Lucid Posted March 3, 2019 Report Share Posted March 3, 2019 Hi I'm wondering if anybody can explain the reverse chain rule to me? I don't mean the whole U-Substitution thing, I mean the "shortcut" way. The formula is ∫f'(g(x)) · g'(x) dx = f(g(x)) + c. Also, we haven't learned calculus and trig or calculus and logs yet so please just use basic equations in any examples. Thank you!!!! Reply Link to post Share on other sites More sharing options...
kw0573 Posted March 4, 2019 Report Share Posted March 4, 2019 This so-called reverse chain rule is u-substitution. it's just written differently. Also I'm pretty sure you have seen results based on this rule, even if it weren't introduced as such. Quick remark about notation, f'(x) is the derivative of f(x) and so f'(g(x)) is (f' º g) (x). Say f(x) = x³, f'(x) = 3x², g(x) = 5x - 7 and g'(x) = 5. From here, we see f'(g(x)) g'(x) = 3(5x - 7)² × 5. So ∫15(5x - 7)² dx = (5x - 7)³ + c. Applying the reverse chain rule might become so automatic in integration of polynomials that sometimes you forgot you are applying a rule. Maybe you were taught that if a factor is inside the base, divide by the factor when taking the integral. But this comes from this very rule of reverse chain rule/u substitution. Take another example, ∫e^(2x + 1) dx. f(x) = f'(x) = e^x. g(x) = 2x + 1; g'(x) = 2. Then we know that ∫2 * e^(2x + 1) dx = e^(2x + 1) + c, so ∫e^(2x + 1) dx = 1/2 * e^(2x + 1) + c. Final example, ∫x(x² + 3)^4 dx = (1/10) * (x² + 3)^5 + c because ∫5(x² + 3)^4 * (2x) dx = (x² + 3)^5 + c. Where f(x) = x^5, f'(x) = 5x^4, g(x) = x² + 3, and g'(x) = 2x. Reply Link to post Share on other sites More sharing options...

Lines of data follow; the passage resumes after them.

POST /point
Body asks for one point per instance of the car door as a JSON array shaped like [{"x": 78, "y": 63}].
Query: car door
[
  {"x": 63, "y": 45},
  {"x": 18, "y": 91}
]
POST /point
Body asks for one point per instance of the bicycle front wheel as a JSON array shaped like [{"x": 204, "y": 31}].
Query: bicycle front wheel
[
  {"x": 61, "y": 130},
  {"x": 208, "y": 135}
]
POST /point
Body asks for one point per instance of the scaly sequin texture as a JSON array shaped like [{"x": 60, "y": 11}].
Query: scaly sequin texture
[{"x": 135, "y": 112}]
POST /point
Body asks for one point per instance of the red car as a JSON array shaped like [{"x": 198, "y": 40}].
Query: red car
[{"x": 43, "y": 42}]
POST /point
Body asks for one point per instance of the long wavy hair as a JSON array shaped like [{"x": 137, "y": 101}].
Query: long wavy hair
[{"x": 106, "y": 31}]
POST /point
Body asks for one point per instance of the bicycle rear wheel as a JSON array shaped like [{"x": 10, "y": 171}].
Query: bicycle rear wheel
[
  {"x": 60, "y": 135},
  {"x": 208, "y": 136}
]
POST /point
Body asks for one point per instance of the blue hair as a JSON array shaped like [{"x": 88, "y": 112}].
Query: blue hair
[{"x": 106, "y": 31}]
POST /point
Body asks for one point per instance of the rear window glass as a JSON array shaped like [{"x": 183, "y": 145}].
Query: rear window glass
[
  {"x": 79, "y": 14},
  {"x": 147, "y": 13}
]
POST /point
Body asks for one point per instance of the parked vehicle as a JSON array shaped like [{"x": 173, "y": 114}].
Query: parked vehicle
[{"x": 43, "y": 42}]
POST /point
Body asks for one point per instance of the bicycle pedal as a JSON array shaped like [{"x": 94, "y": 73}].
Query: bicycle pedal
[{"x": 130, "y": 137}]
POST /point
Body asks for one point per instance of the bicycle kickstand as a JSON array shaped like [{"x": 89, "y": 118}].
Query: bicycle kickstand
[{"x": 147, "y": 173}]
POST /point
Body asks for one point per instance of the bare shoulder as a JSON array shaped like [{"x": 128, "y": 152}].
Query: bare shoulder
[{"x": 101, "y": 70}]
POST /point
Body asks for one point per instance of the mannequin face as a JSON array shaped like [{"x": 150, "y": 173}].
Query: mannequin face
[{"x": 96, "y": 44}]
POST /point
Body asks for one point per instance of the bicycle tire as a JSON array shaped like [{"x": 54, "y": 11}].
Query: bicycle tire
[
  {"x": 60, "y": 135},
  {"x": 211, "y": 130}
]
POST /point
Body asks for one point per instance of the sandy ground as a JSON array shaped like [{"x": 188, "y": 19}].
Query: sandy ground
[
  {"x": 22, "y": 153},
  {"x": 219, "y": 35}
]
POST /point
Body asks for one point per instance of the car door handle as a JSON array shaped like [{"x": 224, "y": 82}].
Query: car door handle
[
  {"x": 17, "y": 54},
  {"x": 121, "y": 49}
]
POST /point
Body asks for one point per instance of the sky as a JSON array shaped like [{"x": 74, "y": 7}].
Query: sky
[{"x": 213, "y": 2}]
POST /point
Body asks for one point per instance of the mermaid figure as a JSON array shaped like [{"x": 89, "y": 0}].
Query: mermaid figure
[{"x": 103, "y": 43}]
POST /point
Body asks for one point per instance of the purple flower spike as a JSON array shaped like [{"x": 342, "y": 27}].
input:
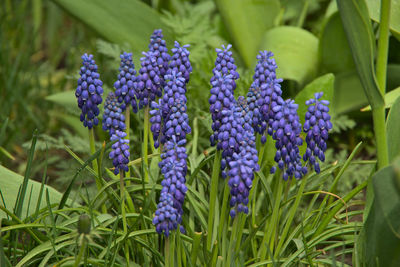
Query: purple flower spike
[
  {"x": 158, "y": 46},
  {"x": 243, "y": 162},
  {"x": 316, "y": 126},
  {"x": 286, "y": 133},
  {"x": 149, "y": 80},
  {"x": 173, "y": 166},
  {"x": 225, "y": 64},
  {"x": 89, "y": 92},
  {"x": 264, "y": 94},
  {"x": 120, "y": 152},
  {"x": 125, "y": 85},
  {"x": 180, "y": 61},
  {"x": 113, "y": 118}
]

Lucid Posted March 11, 2019 Author Report Share Posted March 11, 2019 Omg thank you so much for always helping me hahaha. I was trying to learn that by myself and totally got confused. I understand how u-substitution works now so thank you so much Reply Link to post Share on other sites More sharing options...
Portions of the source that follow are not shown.